Do pierwszej rozmowy liderów doszło dopiero sześć dni po objęciu przez Johnsona stanowiska, co wywołało spekulacje w mediach na temat napiętych relacji między Londynem a Dublinem przed decydującą fazą negocjacji w sprawie brexitu.

Według komunikatu Downing Street, w rozmowie telefonicznej premierzy podkreślili wolę przełamania trwającego od stycznia 2017 roku impasu politycznego w Irlandii Północnej "tak szybko, jak to możliwe" i stworzenia nowej egzekutywy regionalnej; zapowiedzieli też bliską współpracę w tej sprawie.

Johnson powtórzył, że Wielka Brytania opuści Unię Europejską 31 października, choć zaznaczył, że "we wszystkich scenariuszach jego rząd będzie podtrzymywał swoje zobowiązania zapisane w porozumieniu wielkopiątkowym i nigdy nie stworzy fizycznych punktów kontroli (...) na granicy", nawet jeśli dojdzie do bezumownego brexitu.

Taki ruch przenosiłby odpowiedzialność za utrzymanie jedności wspólnego rynku UE na rząd w Dublinie, wymuszając na nim podjęcie trudnej politycznie decyzji o postawieniu granicy pomiędzy Irlandią a Irlandią Północną.

Reklama

Johnson podkreślił także, że jego rządu podejdzie do dalszych prób renegocjacji dotychczasowego porozumienia w sprawie wyjścia z UE z "determinacją i energią oraz w duchu przyjaźni" i zaznaczył, że "jego preferencją jest opuszczenie Wspólnoty z porozumieniem, ale to wymaga usunięcia tzw. backstopu".

Irlandia oraz pozostałe kraje Unii Europejskiej wielokrotnie odrzucały żądania odrzucenia tego mechanizmu, wskazując, że jest konieczny do zagwarantowania, że nigdy nie dojdzie do powrotu twardej granicy między Irlandią a Irlandią Płn.
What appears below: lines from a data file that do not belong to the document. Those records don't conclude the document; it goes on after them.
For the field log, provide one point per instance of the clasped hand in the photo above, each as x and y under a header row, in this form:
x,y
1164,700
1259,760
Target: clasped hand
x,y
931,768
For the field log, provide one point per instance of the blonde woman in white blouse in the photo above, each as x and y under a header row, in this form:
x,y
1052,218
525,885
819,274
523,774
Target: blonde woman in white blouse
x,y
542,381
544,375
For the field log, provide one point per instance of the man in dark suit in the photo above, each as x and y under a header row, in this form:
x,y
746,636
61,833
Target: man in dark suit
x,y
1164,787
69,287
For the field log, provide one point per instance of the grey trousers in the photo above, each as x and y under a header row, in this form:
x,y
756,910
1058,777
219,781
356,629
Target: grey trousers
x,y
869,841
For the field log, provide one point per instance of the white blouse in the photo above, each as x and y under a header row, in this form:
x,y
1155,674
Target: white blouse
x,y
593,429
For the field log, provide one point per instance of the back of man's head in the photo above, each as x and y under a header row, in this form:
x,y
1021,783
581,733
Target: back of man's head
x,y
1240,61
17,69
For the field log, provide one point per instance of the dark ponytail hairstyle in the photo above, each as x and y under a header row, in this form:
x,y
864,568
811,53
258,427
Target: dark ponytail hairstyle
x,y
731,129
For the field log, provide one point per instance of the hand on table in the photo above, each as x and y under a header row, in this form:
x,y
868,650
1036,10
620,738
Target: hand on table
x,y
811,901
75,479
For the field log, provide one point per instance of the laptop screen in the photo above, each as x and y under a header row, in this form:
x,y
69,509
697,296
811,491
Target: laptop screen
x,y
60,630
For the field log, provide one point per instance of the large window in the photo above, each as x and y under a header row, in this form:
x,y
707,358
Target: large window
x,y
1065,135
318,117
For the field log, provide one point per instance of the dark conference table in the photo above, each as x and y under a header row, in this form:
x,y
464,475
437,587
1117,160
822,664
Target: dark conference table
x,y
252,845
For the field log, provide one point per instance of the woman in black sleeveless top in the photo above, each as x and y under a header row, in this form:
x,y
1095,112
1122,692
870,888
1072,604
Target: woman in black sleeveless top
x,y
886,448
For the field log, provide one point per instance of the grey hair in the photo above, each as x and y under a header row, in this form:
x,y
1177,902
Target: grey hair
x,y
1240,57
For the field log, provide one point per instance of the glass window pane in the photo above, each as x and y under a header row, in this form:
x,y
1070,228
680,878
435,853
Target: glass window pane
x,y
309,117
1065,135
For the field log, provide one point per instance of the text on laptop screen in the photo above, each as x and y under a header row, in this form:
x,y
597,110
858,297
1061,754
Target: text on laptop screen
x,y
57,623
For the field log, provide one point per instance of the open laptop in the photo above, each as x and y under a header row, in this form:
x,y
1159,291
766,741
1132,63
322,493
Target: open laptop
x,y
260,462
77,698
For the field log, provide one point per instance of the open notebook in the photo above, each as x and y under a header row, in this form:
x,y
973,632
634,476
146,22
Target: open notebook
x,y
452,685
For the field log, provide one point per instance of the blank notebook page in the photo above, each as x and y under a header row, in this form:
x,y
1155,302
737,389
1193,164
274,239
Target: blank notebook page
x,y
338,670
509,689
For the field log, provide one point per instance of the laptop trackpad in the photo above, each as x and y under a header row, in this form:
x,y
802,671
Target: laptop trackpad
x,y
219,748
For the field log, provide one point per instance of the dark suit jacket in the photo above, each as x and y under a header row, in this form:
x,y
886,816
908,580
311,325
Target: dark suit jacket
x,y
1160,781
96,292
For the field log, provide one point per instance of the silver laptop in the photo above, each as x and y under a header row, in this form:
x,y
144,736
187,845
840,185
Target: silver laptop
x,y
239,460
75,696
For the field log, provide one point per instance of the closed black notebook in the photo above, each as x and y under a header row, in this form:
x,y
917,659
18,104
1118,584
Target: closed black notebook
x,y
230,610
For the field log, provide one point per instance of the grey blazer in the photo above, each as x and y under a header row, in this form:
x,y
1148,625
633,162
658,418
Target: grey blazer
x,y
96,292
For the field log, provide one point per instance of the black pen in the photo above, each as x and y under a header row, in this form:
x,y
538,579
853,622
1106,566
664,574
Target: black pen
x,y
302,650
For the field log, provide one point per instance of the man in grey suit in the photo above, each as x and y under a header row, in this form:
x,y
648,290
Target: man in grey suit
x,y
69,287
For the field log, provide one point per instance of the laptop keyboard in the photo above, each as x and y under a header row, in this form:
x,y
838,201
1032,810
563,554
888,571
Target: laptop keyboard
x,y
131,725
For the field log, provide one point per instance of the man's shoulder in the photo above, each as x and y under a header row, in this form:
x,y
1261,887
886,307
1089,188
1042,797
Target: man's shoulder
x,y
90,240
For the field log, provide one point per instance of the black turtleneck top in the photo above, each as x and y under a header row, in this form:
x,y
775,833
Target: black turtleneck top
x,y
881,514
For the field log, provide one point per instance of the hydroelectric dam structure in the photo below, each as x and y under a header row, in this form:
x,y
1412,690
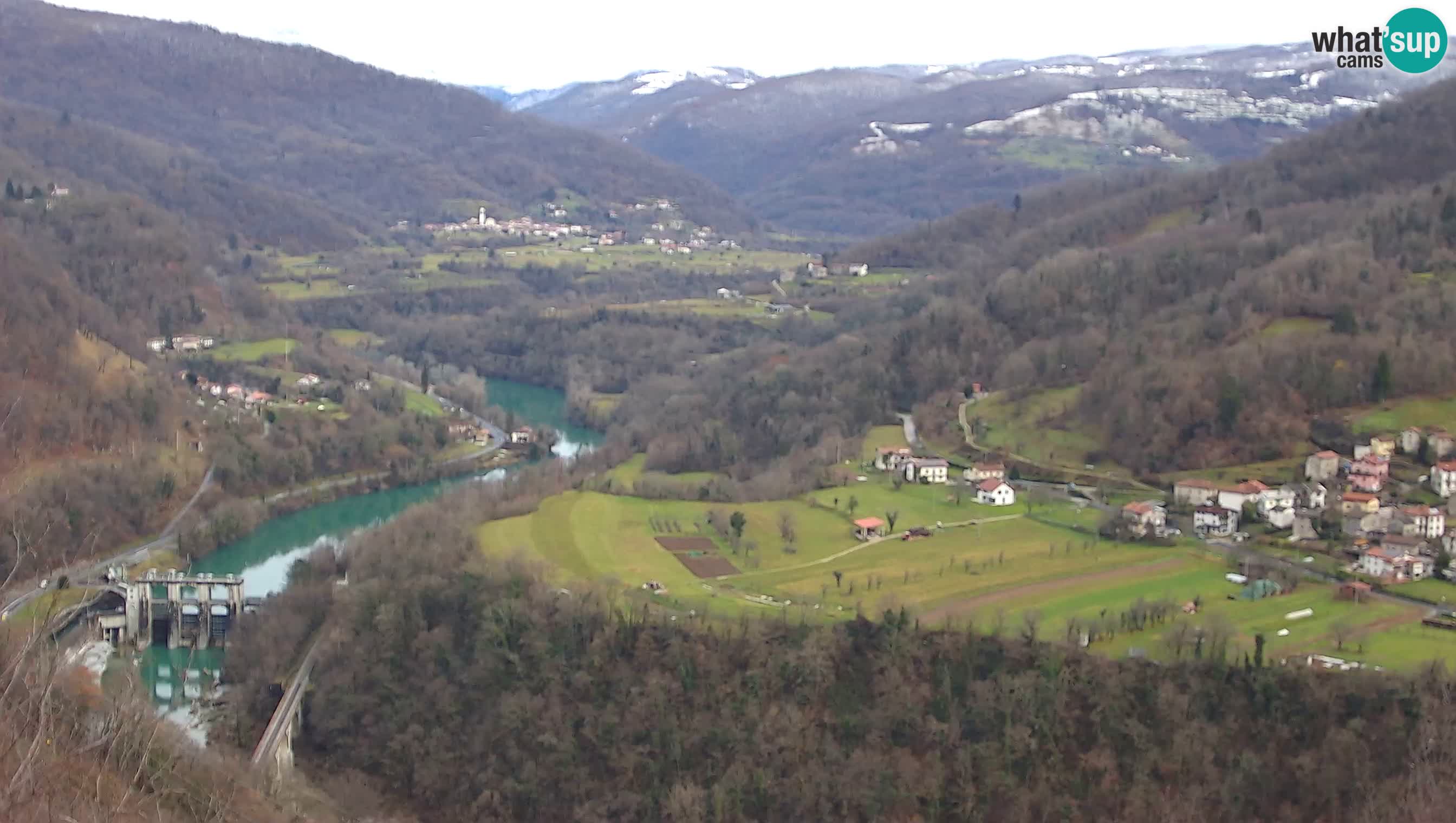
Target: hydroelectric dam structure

W ubiegły czwartek Johnson ostrzegł, że umowa z UE w sprawie brexitu jest "nie do zaakceptowania" dla brytyjskiego parlamentu i Wielkiej Brytanii. Wezwał do usunięcia z niej mechanizmu awaryjnego i oświadczył, że jest gotów zdecydować się na brexit bez umowy.
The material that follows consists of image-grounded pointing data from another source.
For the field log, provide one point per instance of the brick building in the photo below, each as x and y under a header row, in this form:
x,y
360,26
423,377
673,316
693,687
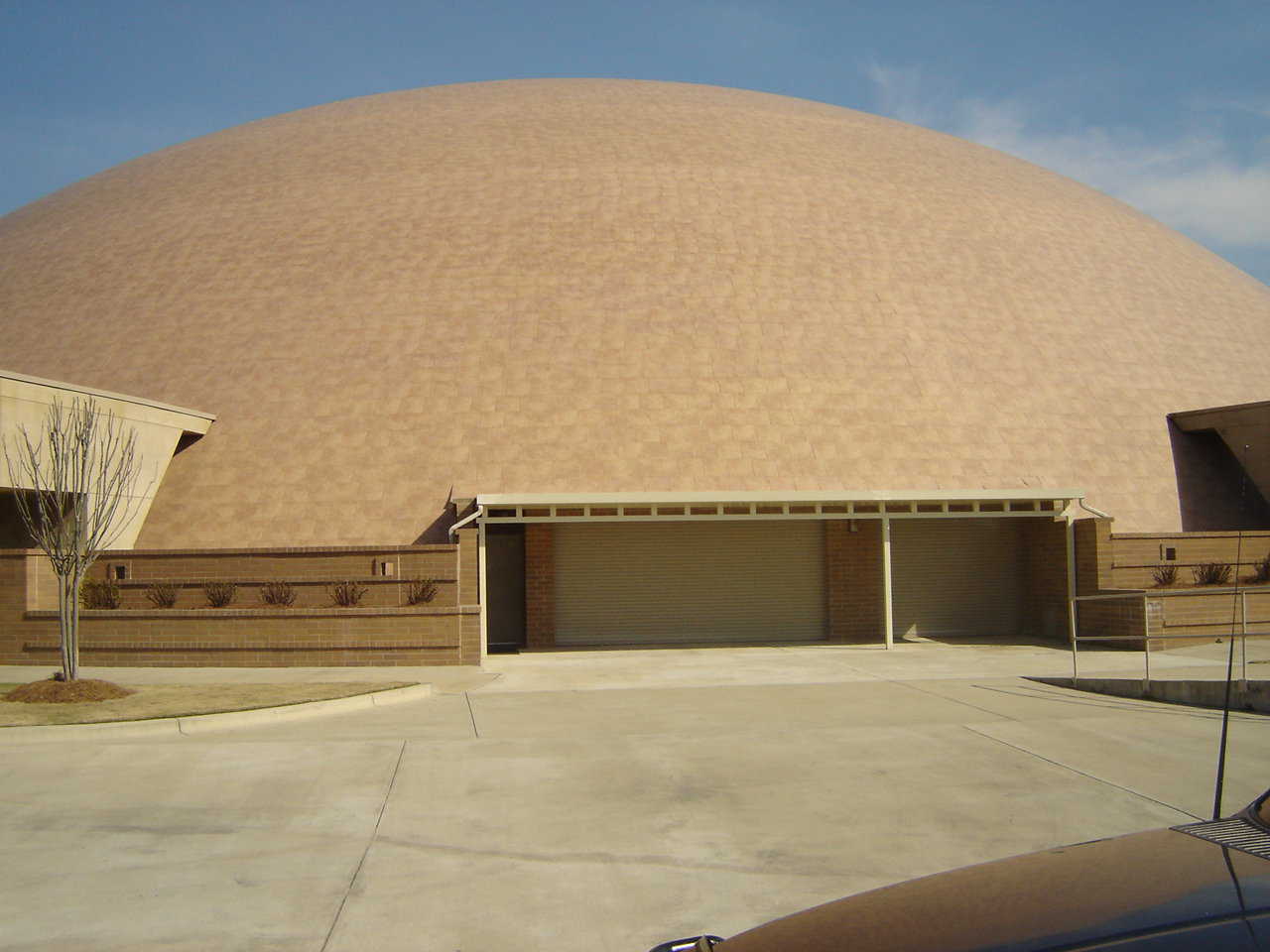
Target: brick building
x,y
620,362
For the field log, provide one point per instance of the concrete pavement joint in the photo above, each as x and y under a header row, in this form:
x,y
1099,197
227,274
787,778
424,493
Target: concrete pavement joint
x,y
190,725
1144,706
955,701
366,852
1082,774
607,860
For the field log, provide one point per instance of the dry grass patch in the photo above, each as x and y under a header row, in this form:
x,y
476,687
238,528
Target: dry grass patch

"Żaden kraj, który ceni sobie swoją niezależność i ma szacunek do siebie, nie mógłby się zgodzić na traktat sprowadzający się do rezygnacji z naszej niezależności gospodarczej i samorządności tak, jak robi to mechanizm awaryjny dla Irlandii Płn. Jego ograniczenie czasowe nie jest wystarczające (...) - jedynym sposobem jest jego usunięcie" - powiedział.

W odpowiedzi Varadkar ocenił, że "to wyłącznie brytyjska groźba, a jedynymi ludźmi, którzy mogą do niego doprowadzić jest brytyjski rząd", a irlandzki minister spraw zagranicznych Simon Coveney poszedł nawet dalej, mówiąc, że podejście Johnsona jest "bardzo niepomocne".

W piątek Varadkar ostrzegł, że brexit bez umowy może doprowadzić do zjednoczenia Irlandii, ponieważ katolicy i liberalni protestanci z Północy mogą nie czuć się u siebie w Wielkiej Brytanii oderwanej od Europy. "Wspólny europejski dom" może się okazać bliższy mieszkańcom Irlandii Północnej, niż "nacjonalistyczna Wielka Brytania" - ocenił Varadkar.